In the wake of the death of her mother, divorce from her husband and the loss of custody of her son, a young writer and poet in Seoul turns her attentions to lessons in ancient Greek. She walks miles across the city to the classroom, dressed in a black jacket, black scarf and black shirt — a “somber uniform, which makes it seem as if she’s just come from a funeral” – and devotes herself to the unfamiliar alphabet, verbs and nouns. This delight in words — “the wondrous promise of the phonemes” — has sustained her since childhood, when she first scratched Hangul, the Korean alphabet, into the dirt. There is only one barrier to her love of language. Not for the first time, she has completely lost the power of speech.
The other main character of Han Kang’s lyrical new novel is usually found at the front of the classroom. Wearing “thick-lensed, silver-rimmed spectacles” and pointing at the white chalk marks on the blackboard, the lecturer in Greek, who suffers from rapidly failing eyesight, becomes entranced by the silent woman who sits in his class. A sympathy grows between them: conversations defined by silences, blindness and words written on skin, as Braille is formed by “boring holes into white paper.”
Kang won the International Man Booker prize in 2016 with The Vegetarian, which told the story of a woman’s descent into mental illness after she refuses to eat meat. Greek Lessons, deftly translated by Deborah Smith and Emily Yae Won, has a similar ascetic focus: both the woman and the lecturer live almost hermit-like lives. But, unlike The Vegetarian’s overt horror, this novel is replete with moments of tenderness and intimacy. Against a background of extreme distress (the woman conceals a scar on her wrist with a ‘dark purple hairband… the solitary point of color on an otherwise monochrome figure”), a quiet, slow-paced relationship develops between the two until understanding transcends speech.

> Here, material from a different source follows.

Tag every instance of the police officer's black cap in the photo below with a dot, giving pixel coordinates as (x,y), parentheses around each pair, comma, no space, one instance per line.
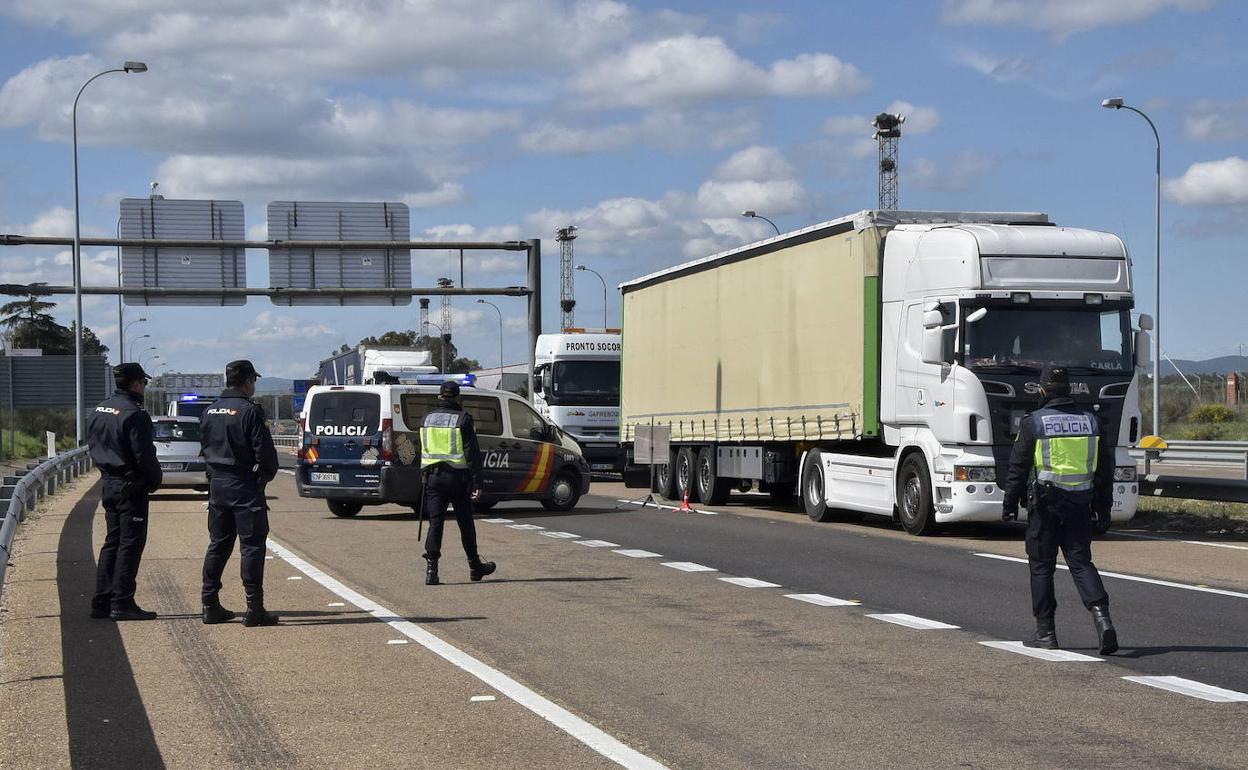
(241,371)
(129,372)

It is difficult to write a novel about words that “thrust like skewers” and “language worn ragged over thousands of years” without drawing attention to the author’s own talent for expression. Does Kang have a grip on the “dulled fragments” and “saw-toothed cogs” that her characters lack? With chapters so short they seem almost like sonnets, and images so dense they read like haikus, there is no question of Kang’s control. Greek Lessons is a masterful interrogation of language, love and the thousand intricacies of communication.